Does anyone have any ideas as to breed? Or what is going on with the color?

Margaret


----------



## MaryOfExeter (Sep 30, 2007)

He reminds me a lot of a roller, and I think it's a boy 
Not sure about the color though. The color looks similar to what a lot of my rollers have been, until you get to the tail. I don't know that I've seen that color tail with a red body that red. The tail looks _sorta_ like something I've seen in some indigo birds. If that really red color is something like recessive red, I dont know if the tail color would bleed through that strongly?  I'm trying my best to guess


----------



## Margarret (May 3, 2007)

Thanks M. of E. for your best guess. I would have thought roller too, except s/he is huge for a roller. I haven't weighed him yet but I'd bet he is close to 400 gms. and tall as well. I'll have to get the vital statistics soon.

Margaret


----------



## spirit wings (Mar 29, 2008)

found this pic of some king pigeons...but they did not say what the color of the one that looks like yours is....so maybe a king?


----------



## jbangelfish (Mar 22, 2008)

*Looks like ash red to me*

As to breed, hard to say. It does have the look of a roller but so do many other breeds and crossbreeds. If the bird weighs well over a pound, that would be one huge roller.

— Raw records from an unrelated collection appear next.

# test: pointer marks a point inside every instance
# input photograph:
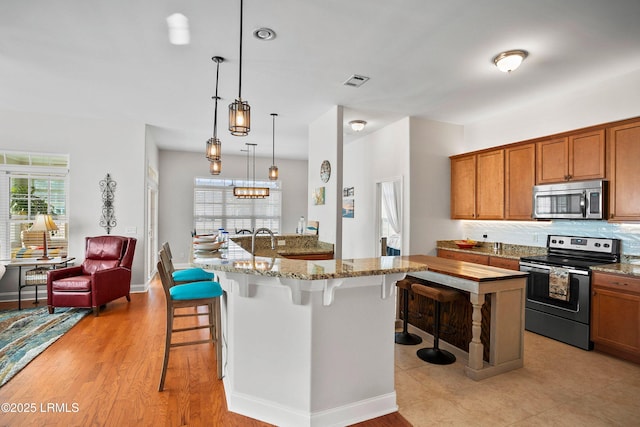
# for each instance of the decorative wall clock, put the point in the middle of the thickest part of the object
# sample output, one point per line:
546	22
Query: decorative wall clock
325	171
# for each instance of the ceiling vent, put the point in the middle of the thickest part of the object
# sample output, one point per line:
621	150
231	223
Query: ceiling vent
356	80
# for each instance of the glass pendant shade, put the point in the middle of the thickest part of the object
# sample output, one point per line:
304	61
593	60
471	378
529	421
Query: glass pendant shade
273	173
215	167
239	118
214	149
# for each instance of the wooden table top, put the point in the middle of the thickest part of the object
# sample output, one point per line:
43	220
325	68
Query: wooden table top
464	270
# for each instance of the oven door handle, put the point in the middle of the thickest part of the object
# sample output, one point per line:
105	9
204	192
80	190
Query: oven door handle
545	269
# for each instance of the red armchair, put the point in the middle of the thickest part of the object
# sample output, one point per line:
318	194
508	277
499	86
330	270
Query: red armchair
105	275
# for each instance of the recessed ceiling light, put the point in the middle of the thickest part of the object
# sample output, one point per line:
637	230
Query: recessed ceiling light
356	80
357	125
264	34
178	29
509	60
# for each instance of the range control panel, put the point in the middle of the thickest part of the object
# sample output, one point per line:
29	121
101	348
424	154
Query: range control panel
590	244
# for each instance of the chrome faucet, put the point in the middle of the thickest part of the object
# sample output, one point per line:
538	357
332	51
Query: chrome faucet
258	231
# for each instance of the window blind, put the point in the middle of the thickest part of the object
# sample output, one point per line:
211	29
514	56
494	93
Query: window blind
216	207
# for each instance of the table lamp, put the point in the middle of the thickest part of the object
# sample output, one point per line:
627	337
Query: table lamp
45	224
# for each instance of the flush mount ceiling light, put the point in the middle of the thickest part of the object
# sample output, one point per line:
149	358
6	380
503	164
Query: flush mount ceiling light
178	29
264	34
214	146
273	170
357	125
509	60
239	110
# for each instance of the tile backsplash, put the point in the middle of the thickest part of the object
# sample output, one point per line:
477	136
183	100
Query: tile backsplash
532	233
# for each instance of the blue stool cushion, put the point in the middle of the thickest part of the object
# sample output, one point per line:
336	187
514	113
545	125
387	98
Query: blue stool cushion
192	275
196	290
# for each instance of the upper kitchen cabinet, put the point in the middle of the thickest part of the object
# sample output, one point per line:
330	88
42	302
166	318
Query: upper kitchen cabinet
520	177
572	158
463	187
477	186
624	188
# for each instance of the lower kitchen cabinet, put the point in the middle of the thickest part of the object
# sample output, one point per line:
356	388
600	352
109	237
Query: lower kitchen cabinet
615	315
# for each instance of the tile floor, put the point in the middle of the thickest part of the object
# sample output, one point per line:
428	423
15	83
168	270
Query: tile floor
559	385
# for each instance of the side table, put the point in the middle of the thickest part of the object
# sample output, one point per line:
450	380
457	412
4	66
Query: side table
37	276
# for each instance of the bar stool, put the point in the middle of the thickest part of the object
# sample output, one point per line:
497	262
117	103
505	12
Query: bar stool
404	337
438	295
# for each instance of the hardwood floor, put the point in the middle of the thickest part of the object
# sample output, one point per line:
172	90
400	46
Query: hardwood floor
105	372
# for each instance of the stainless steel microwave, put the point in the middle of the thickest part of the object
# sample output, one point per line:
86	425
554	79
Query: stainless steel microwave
571	200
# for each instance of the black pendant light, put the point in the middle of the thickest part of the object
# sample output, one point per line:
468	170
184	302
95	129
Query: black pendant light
214	146
273	170
239	110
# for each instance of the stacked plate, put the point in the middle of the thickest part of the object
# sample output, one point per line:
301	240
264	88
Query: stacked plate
205	244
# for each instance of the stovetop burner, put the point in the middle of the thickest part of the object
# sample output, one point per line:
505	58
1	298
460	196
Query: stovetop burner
578	252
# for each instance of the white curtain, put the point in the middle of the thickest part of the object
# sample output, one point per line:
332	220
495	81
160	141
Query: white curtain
391	203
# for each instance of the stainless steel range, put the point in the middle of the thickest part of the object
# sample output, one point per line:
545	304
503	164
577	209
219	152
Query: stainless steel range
558	301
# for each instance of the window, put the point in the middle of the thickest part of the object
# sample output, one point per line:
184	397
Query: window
216	207
32	184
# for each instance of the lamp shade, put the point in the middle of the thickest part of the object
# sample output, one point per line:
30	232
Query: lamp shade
43	223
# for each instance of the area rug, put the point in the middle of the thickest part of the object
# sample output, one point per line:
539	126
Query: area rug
24	334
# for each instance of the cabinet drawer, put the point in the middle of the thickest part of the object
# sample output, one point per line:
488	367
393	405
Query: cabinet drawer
616	282
508	263
462	256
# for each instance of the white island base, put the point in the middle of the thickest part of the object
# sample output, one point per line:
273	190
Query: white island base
309	352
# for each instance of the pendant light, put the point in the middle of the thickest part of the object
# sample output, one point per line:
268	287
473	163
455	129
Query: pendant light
239	110
273	170
214	146
250	191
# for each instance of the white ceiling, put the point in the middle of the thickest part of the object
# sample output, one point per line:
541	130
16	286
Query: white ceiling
426	58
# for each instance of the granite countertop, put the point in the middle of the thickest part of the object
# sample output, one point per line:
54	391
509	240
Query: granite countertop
629	264
237	260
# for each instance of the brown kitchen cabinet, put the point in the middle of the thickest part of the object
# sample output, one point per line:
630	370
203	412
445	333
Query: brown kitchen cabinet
615	315
520	177
477	185
624	185
572	158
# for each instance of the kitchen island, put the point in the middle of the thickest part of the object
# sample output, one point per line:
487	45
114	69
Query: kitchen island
310	343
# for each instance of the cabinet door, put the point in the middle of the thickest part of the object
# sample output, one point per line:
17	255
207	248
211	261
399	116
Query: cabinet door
625	172
463	187
587	156
552	160
615	320
520	177
490	185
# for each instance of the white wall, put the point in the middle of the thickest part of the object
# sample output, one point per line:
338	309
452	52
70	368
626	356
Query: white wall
432	143
175	199
612	100
96	147
376	157
325	143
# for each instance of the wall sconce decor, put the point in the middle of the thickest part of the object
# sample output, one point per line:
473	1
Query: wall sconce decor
108	188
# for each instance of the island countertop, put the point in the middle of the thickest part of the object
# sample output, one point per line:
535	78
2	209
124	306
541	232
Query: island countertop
237	260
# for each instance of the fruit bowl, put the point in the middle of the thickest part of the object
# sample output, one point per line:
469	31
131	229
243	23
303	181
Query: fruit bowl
465	244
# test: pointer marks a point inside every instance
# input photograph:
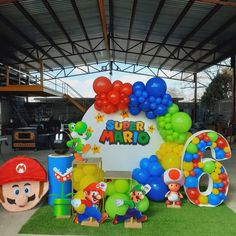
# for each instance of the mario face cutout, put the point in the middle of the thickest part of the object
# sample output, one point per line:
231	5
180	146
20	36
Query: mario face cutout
23	183
137	196
21	196
93	196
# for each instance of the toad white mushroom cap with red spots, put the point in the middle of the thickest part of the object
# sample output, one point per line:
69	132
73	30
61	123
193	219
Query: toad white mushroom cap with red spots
174	175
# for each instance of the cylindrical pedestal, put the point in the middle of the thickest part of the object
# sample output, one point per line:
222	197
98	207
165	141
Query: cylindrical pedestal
57	189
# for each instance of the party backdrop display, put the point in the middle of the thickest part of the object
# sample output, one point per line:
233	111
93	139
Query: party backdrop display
121	139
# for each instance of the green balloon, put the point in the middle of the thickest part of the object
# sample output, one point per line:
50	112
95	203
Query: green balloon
209	167
192	148
112	209
181	122
143	205
110	189
173	109
213	136
122	185
181	139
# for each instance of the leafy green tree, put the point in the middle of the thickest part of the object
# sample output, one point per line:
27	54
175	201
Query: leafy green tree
219	89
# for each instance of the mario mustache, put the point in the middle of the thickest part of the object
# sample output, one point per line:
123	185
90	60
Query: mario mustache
12	201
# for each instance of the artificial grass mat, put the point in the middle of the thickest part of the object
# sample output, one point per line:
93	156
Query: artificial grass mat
189	220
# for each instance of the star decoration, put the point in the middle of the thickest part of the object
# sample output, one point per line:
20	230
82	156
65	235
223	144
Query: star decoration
99	118
96	149
124	114
90	130
151	128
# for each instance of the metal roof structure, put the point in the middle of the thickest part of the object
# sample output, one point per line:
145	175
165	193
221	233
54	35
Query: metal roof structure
185	36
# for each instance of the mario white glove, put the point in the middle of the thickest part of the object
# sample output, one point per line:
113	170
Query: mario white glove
119	202
76	203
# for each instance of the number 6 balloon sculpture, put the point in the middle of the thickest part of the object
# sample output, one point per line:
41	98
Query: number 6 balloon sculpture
195	166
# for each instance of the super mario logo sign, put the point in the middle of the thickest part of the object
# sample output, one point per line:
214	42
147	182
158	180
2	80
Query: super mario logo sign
120	138
125	132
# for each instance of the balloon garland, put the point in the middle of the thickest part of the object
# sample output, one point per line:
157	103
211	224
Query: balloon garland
173	127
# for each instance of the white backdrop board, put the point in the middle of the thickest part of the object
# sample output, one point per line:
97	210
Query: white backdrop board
121	139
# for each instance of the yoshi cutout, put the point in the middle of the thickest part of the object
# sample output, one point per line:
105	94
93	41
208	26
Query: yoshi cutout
79	134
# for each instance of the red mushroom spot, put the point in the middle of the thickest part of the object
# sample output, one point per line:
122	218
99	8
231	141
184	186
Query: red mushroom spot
174	174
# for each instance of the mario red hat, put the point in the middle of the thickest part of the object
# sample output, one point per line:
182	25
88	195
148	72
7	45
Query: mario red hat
100	187
21	168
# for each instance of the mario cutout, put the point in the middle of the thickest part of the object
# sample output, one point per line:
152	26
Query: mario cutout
174	179
137	193
23	183
93	194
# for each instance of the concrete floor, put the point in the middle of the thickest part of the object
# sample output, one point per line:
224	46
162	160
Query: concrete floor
10	223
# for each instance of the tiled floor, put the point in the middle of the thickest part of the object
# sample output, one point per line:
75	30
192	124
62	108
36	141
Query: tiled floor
10	223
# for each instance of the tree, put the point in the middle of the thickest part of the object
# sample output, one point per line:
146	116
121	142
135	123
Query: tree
219	89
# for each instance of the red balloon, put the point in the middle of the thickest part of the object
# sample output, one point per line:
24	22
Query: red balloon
221	143
193	193
97	107
126	88
113	97
102	85
117	84
122	106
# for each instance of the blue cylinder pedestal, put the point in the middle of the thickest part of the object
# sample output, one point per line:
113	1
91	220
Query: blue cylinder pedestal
60	184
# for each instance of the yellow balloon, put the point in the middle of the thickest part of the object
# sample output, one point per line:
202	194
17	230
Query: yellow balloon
81	208
226	149
77	174
86	180
214	145
200	164
186	173
188	166
195	140
203	199
215	177
215	191
90	169
218	164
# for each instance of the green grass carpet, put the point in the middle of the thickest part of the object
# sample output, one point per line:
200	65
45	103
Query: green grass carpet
190	220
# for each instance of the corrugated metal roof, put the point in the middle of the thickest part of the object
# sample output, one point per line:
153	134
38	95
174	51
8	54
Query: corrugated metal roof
167	41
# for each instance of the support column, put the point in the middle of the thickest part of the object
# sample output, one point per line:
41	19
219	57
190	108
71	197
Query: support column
195	98
233	65
41	72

I think the color is just ash red t pattern, called velvets. They can show some pretty nice red color but the tails are always ashy. If the tail is more brown than grey, it could be a poor quality recessive red but then only test mating would tell for sure. Can you get a better pic of the tail?

Bill


----------



## Maggie-NC (Jun 22, 2005)

Margaret, that is a beautiful pigeon and it sure looks like the picture of the King that spirit wings sent. It does have the look of a King also.


----------



## MaryOfExeter (Sep 30, 2007)

We had a utility Carneau (similar to the kings) that looks a bit like that too. The first cross that came to mind was actually a roller x carneau or king. Pretty bird though


----------